Ci sono donne che vivono per la loro festa, quella dell’otto marzo. Una volta l’anno l’orgoglio femminile si erge al centro dell’immaginario della donna e del mondo intero.
Solo apparenza, poi nulla.
Due pensatrici del secolo scorso, esprimono la sostanza dell’essere umanità: il totale.
Hannah Arendt e Simone Weil, due donne capaci di pensare il mondo per intero. Il loro pensiero si può riassumere in un’unica frase, come una sintesi: “Un circolo virtuoso, io penso senza ringhiere, quindi agisco, e se agisco posso pensare senza alcun limite”.

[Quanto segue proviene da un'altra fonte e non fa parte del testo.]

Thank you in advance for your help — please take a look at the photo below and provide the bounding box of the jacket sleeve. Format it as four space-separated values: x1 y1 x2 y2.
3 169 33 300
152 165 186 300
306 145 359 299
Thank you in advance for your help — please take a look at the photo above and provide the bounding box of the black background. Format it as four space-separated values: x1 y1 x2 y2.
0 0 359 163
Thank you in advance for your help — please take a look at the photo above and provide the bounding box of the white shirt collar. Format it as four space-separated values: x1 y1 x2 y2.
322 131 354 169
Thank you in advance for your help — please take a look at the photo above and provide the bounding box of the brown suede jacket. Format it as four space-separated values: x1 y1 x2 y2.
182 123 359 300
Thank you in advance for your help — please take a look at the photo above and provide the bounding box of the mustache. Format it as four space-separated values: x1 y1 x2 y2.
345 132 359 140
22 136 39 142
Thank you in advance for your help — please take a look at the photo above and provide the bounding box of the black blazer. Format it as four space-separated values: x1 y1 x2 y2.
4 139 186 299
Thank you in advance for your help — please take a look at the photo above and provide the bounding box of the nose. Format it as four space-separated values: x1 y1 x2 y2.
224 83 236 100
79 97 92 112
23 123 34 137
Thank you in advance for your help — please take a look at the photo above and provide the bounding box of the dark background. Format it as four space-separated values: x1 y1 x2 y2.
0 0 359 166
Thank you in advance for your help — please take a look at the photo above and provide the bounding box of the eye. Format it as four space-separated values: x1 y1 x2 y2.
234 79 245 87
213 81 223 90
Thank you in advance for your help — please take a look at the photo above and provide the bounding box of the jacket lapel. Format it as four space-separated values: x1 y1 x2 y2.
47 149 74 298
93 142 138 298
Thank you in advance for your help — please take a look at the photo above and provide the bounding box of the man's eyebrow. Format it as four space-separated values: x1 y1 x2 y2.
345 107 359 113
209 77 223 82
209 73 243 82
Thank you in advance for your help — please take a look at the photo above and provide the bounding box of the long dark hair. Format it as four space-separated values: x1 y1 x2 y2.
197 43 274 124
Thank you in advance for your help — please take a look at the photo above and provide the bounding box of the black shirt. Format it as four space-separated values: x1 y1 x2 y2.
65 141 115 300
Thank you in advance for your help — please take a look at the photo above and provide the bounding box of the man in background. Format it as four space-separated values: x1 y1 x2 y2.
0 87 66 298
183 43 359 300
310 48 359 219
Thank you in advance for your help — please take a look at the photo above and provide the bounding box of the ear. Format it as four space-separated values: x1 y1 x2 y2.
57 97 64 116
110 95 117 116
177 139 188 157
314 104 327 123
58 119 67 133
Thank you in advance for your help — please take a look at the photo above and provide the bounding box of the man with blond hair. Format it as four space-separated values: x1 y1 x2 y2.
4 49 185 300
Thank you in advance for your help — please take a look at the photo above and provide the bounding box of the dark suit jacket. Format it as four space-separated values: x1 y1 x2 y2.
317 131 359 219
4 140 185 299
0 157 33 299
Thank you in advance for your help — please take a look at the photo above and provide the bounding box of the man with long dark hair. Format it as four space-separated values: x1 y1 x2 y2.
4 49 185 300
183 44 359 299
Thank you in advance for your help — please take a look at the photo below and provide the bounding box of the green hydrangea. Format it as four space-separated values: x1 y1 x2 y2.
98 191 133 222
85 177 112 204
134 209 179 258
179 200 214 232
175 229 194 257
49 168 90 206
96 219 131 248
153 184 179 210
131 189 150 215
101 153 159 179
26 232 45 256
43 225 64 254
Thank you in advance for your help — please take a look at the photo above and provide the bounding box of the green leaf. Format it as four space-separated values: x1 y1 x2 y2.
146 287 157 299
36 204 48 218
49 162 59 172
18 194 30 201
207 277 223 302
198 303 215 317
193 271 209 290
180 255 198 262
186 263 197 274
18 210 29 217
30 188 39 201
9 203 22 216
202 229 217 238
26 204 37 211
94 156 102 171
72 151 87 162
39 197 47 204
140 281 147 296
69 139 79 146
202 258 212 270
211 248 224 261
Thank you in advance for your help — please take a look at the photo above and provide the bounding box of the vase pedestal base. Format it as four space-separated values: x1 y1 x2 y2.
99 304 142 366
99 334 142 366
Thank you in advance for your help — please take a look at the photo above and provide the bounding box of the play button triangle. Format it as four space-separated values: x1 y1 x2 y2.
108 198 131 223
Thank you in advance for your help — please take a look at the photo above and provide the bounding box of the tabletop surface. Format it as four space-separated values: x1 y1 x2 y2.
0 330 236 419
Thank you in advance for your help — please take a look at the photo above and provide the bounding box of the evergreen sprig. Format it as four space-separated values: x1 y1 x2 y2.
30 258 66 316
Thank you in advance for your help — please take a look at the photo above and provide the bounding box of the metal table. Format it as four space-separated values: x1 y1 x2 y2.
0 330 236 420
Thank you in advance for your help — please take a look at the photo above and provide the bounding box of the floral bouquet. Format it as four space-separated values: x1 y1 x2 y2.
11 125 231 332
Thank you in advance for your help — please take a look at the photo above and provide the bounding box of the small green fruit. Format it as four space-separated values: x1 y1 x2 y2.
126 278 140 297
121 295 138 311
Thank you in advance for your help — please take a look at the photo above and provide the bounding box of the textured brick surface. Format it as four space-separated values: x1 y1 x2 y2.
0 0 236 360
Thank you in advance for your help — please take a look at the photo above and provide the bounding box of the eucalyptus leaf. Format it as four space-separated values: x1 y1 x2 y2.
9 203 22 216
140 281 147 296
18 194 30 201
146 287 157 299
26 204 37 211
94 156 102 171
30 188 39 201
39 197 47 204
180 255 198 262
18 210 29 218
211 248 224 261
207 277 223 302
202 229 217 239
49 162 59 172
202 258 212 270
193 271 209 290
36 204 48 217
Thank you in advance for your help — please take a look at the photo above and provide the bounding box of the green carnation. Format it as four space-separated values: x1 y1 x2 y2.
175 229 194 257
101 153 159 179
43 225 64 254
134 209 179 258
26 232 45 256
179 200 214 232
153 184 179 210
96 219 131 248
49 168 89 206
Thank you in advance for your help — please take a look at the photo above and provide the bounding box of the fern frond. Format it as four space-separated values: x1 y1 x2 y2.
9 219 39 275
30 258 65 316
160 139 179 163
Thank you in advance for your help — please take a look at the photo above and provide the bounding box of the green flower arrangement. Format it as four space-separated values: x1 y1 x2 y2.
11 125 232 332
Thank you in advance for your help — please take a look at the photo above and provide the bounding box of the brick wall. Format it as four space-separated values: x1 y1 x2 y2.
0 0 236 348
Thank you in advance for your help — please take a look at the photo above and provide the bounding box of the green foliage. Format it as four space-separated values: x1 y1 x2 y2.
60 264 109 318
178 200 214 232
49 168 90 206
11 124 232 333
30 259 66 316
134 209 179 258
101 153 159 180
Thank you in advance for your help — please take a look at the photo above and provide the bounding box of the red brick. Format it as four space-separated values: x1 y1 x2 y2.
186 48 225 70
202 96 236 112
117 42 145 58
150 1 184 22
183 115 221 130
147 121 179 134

Né Simone Weil né Hannah Arendt, si sono esaltate alle battaglie femministe, la forza del loro pensiero era la “neutralità”, la laicità. Entrambe hanno colto con amarezza un elemento, “la vulnerabilità degli esseri umani alla violenza”, dovuta alla naturale propensione di ognuno di noi di cercare “vendetta” e non giustizia.
La storia ci insegna che ogni espressione umana che inizia da una parte, per rivendicare le proprie esclusioni è destinata a fallire, ripetendo gli stessi errori di chi si “combatte”.
Ci occorre guardare alla totalità, al plurale.
Non possiamo negare l’evidenza, siamo diversi, la prima differenza è quella tra uomo e donna, poi tra bianchi e neri, tra ricchi e poveri, e così via. Nella storia l’umanità ha cercato di superare queste diversità che sono della natura.
L’umanità ha scelto la strada più contorta, impossibile: eliminare le differenze, invece di conviverle ed esaltarle. Tutto è utile alla natura, anche le differenze, che sono un patrimonio.
Quel che conta è l’agire, spesso le rivendicazioni sono parole, semplice retorica.
La Weil, nel 1943, prima elaborò un pensiero, poi propose l’azione. Un corpo di infermiere, chiamate a dare i primi soccorsi ai feriti sui campi di battaglia. Il coraggio femminile da contrapporre al fanatismo delle SS tedesche.
Ebbene, i capi della resistenza francece giudicarono folle questa idea. Come sempre nel passato, come oggi, occorre distruggere il nemico (diverso) e condannarlo senza appello, per prenderne il posto, e ricominciare le lotte ad esclusione.
Le parole, come le feste, servono soltanto a determinare dei leader, i quali traslocano dalla condizione di deboli a quella di forti, lasciando inalterate le condizioni del resto dell’umanità.
Pensare al plurale, senza ringhiere è una necessità della storia.